Eysins-based Quotient said its tests were ready for immediate use thanks to years of work developing a new serological screening machine, which it had intended to launch this summer. They will now be available from next week.
Over the past month Quotient has adapted the machines to test for coronavirus antibodies. Each machine can conduct 3,000 tests a day.
Experts say antibody testing will be a critical part of easing lockdowns around the world as countries seek to restart economies ravaged by the pandemic.
Antibody screening identifies who has already been exposed to the virus and developed immunity — a group likely to include millions of asymptomatic individuals and mild sufferers of Covid-19.
Quotient chief executive Franz Walt warned that the world was facing major shortages of the critical components needed to make the tests, amid widespread supply chain disruption and government hoarding.
“Demand for antibody testing is going to be absolutely enormous in the next couple of months,” said Mr Walt.
“I think we are a trailblazer here, but I really hope that more than one of us is moving on this because even we do not have the capacity to meet demand.
“There is a real shortage of supply of secondary reagents, biomarkers, specialised spare parts [for testing machines] and their components from China . . . supply chains are badly disrupted.”
Even well-resourced companies will take months to ramp up antibody testing, he added.
Mr Walt was the managing director of the Singapore-based Roche laboratory that developed the first diagnostic case for Sars in 2003: “I hoped I would never see a similar virus again in my life, but here we are.”
Two US companies have also said they have developed antibody tests for coronavirus, but have given no firm date as to when they will be available for use.
New Jersey-based medical technology company BD has said it will make 1m antibody tests available in the coming months.
Many governments had in recent days warned that accurate antibody testing could take weeks to develop, after several experimental antibody testing kits acquired in huge quantities by some in the early stages of the pandemic were found to be diagnostically useless.

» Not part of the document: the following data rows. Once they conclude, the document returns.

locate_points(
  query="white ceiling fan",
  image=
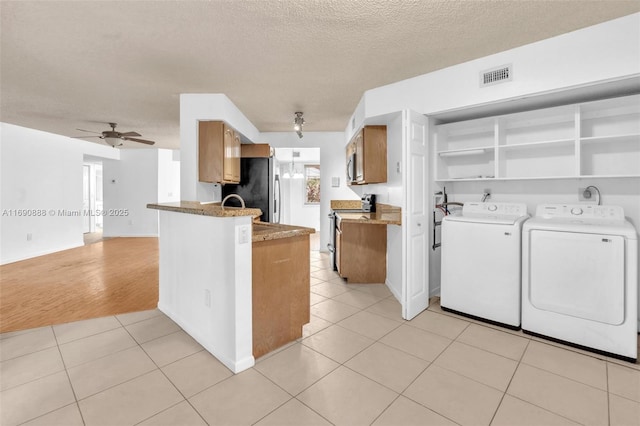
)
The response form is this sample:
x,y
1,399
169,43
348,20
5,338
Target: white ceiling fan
x,y
115,138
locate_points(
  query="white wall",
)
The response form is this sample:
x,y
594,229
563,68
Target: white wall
x,y
296,212
140,177
332,163
41,171
600,53
168,175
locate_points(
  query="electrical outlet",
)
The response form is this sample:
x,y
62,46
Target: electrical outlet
x,y
584,194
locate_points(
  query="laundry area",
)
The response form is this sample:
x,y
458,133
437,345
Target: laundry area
x,y
563,267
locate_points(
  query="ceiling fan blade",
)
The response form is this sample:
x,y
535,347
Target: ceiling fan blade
x,y
139,140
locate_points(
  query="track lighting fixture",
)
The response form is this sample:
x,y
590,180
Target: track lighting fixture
x,y
298,122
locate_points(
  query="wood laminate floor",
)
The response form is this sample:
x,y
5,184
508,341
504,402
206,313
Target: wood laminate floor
x,y
110,277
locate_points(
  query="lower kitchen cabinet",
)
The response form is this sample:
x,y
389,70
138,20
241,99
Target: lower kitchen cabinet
x,y
281,290
361,252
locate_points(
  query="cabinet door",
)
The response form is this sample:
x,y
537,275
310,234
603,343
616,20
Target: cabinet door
x,y
231,156
360,154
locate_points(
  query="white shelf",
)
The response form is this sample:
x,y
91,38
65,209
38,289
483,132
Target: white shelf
x,y
613,138
598,139
540,178
466,151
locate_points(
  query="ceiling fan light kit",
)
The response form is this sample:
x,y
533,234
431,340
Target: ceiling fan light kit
x,y
115,138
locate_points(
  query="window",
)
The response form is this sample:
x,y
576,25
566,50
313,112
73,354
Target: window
x,y
312,183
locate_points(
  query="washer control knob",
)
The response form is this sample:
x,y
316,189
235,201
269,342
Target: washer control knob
x,y
576,211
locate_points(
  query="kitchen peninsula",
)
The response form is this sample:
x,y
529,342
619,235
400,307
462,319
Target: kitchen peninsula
x,y
236,312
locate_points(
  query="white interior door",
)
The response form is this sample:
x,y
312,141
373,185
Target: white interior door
x,y
415,224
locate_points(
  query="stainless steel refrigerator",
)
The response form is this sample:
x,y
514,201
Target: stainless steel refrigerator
x,y
259,187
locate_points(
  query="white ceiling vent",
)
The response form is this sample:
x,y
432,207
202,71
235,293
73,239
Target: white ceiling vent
x,y
496,75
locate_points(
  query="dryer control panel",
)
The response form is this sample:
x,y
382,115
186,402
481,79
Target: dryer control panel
x,y
583,211
495,209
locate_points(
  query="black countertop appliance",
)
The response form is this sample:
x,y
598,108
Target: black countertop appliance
x,y
369,203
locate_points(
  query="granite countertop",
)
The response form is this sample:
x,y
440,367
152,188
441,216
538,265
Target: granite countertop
x,y
213,209
384,215
264,231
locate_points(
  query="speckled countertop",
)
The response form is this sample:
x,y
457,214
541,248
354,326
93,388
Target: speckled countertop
x,y
214,209
263,231
384,215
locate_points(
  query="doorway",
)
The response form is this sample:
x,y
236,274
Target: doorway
x,y
299,172
92,201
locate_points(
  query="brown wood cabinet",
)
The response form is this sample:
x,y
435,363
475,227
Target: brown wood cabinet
x,y
361,252
218,153
281,292
370,148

The UK government on Monday discarded 17.5m faulty tests for Sars-CoV-2 antibodies it bought in March.
Mr Walt said he was in discussions with health authorities in the US, the UK, Spain and Switzerland.
Quotient will sell its testing machines, called MosaiQ, at cost from next week. Each test for the novel coronavirus will then cost between $15 and $25 to conduct. The machines are mainly designed to conduct multiple simultaneous screenings, said Mr Walt. Each can screen for up to 120 different pathogens or conditions simultaneously, using special cells that have had dozens of micro-doses of custom-chosen reagents printed on them.
Mr Walt added that, based on Quotient’s capacity to manufacture the machines, it could conduct more than 30m tests this year.
Rules around medical marketing forbid Quotient from disclosing its data on the diagnostic success of its Sars-CoV-2 test, but Mr Walt pointed to the company’s recent public field trials of syphilis and HIV tests — which diagnosed 100 per cent of infections and gave a false positive in only 0.3 per cent of cases — as evidence of the system’s reliability.